Tesla Model 3 już 31 marca

Do Tesli Model S i Model X niedługo dołączy tańszy Model 3. Kurtyna opadnie już pod koniec marca

Tesla Model X | Wyczekiwana premiera

Tesla Model 3 zostanie oficjalnie zaprezentowana 31 marca podczas specjalnej imprezy w Południowej Kalifornii. Tego samego dnia Elon Musk i spółka zaczną już przyjmować rezerwacje i depozyty w wysokości tysiąca dolarów od pierwszych klientów.

To właśnie Model 3 może być prawdziwie przełomowym samochodem w historii kalifornijskiej marki. Dlaczego? Odpowiedź jest bardzo prosta - pieniądze. Tesla Model 3 będzie najbardziej przystępnym cenowo samochodem w ofercie firmy. Ceny będą startować z pułapu 35 tysięcy dolarów (około 140 tysięcy złotych). A to oznacza, że w USA Tesla może odnieść wielki sukces, bo - w zależności od stanu - amerykańscy kierowcy mogą liczyć na wsparcie rządu, które w przypadku samochodów elektrycznych wynosi od 7,5 do 13 tys. dol.

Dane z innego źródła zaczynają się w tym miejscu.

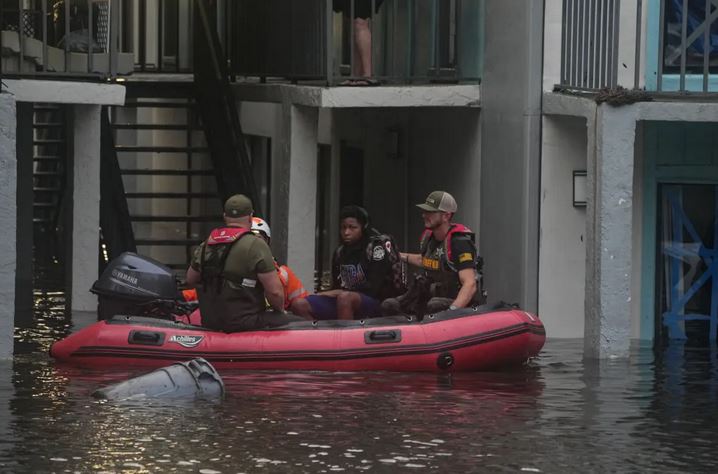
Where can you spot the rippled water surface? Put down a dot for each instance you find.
(559, 414)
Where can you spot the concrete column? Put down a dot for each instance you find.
(25, 227)
(86, 204)
(302, 202)
(8, 223)
(609, 225)
(510, 150)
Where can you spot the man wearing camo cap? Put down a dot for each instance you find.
(448, 259)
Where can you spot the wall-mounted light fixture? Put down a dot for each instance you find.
(579, 188)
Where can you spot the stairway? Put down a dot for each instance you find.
(49, 158)
(169, 182)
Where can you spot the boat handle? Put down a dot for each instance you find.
(379, 337)
(146, 338)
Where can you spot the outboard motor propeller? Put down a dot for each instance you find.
(194, 379)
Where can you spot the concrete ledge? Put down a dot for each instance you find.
(465, 95)
(65, 92)
(677, 111)
(658, 110)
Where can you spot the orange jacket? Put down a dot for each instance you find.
(293, 288)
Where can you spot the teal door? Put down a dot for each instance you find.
(687, 264)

Przypomnijmy, Model 3 będzie mniejszą i słabszą wersją Modelu S. Produkcja małego sedana ma rozpocząć się w okolicach 2017 roku. Jakie są dalsze plany Amerykanów? Po Modelu 3 przyjdzie czas na Model Y, mniejszą i tańszą wersję Modelu X. Elon Musk postanowił odrobinę zażartować i już za kilkanaście miesięcy oferta Tesli Motors będzie wyglądała następująco: S, 3, X, Y. Przypadek?

AKTUALIZACJA 17.03.2016 r.

Tesla podgrzewa atmosferę przed oficjalną premierą Modelu 3 i wypuszcza do sieci dwa teasery. Na jednym z nich widzimy Model S, Model Y i czarną sylwetkę najmniejszego członka rodziny Tesla Motors. Pojawiły się też niepokojące informacje, że amerykańska marka 31 marca pokaże tylko specyfikację techniczną i zdjęcia Modelu 3, a nie sam samochód.

ZOBACZ TAKŻE:

Tesla Model 3 | Przyszłość jest dziś

źródło: Okazje.info

Więcej o:
Copyright © Gazeta.pl sp. z o.o.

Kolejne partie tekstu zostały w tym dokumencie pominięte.